Cleantech Market Intelligence
How Will Self-Driving Vehicles Find Their Way?
Google continues to push the technology for its autonomous vehicle, but some recent articles in the media have been more about the detailed mapping required than any of the other technologies that may be necessary for bringing such vehicles into production. Google is not the only company interested in this angle. Nokia’s HERE subsidiary is also putting a lot of effort into making high-definition maps that combine detail about roadways with information about traffic flow.
Google has decided that its vehicle must have a detailed map of the roads it will travel on, accurate to a few centimeters, with detailed knowledge of the exact location and height of the curbs, not just the lane markings. Recognizing that these vehicles must also cope with construction and temporary obstacles, HERE is exploring the idea of using the cloud to store the digital map data and having it updated on a continual basis.
A Perfect Map
The concept relies on huge amounts of data being constantly uploaded and downloaded to the cloud so that all vehicles always have a highly accurate digital map of their surroundings to rely on. While this is clearly one potential solution for the future of autonomous vehicles, it’s a concept thought up by two large companies that have already invested heavily in scanning and mapping technology. It’s natural to find solutions that match the tools already available, and all the better if the solution requires a tool upgrade.

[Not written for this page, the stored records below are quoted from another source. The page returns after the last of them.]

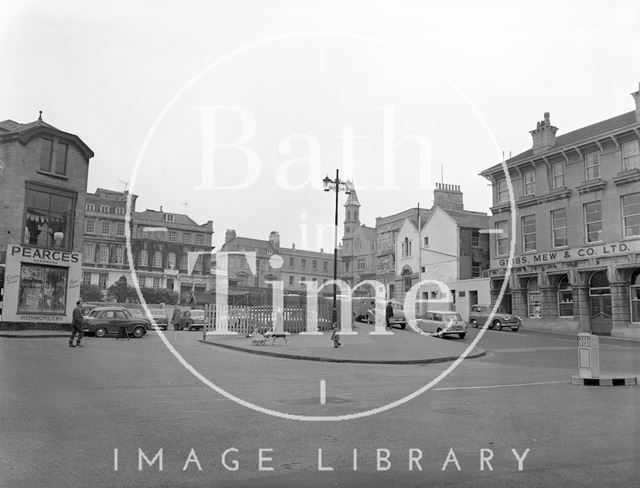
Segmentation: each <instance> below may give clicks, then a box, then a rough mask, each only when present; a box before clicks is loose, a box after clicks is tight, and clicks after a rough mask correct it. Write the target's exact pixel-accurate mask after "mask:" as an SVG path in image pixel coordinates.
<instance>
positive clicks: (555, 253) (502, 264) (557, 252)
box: [491, 241, 640, 269]
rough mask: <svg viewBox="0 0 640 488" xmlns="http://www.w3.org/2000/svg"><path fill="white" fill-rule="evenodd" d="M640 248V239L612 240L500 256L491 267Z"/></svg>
mask: <svg viewBox="0 0 640 488" xmlns="http://www.w3.org/2000/svg"><path fill="white" fill-rule="evenodd" d="M639 250H640V241H625V242H612V243H608V244H600V245H596V246H588V247H572V248H568V249H559V250H555V251H546V252H539V253H531V254H522V255H520V256H514V257H513V259H511V260H509V258H507V257H504V258H498V259H492V260H491V267H492V268H494V269H496V268H498V269H499V268H506V267H507V266H508V265H509V264H511V266H514V267H518V266H532V265H536V264H551V263H560V262H563V261H578V260H582V259H589V258H595V257H607V256H618V255H621V254H627V253H630V252H638V251H639Z"/></svg>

In a previous blog, I wrote about self-driving vehicle developments in China. It seems to me that putting more intelligence into each vehicle, to deal with real-time traffic issues, is a more practical option than requiring a highly accurate database of all the world’s roads that is updated minute by minute. Existing digital maps can be used to provide direction just as they do for human drivers today, and powerful, intelligent sensors can monitor the local traffic and obstacles in real time. I suspect this is how the major automakers are moving forward with autonomous vehicle technology – and why nobody has yet jumped on Google’s offer of a partnership.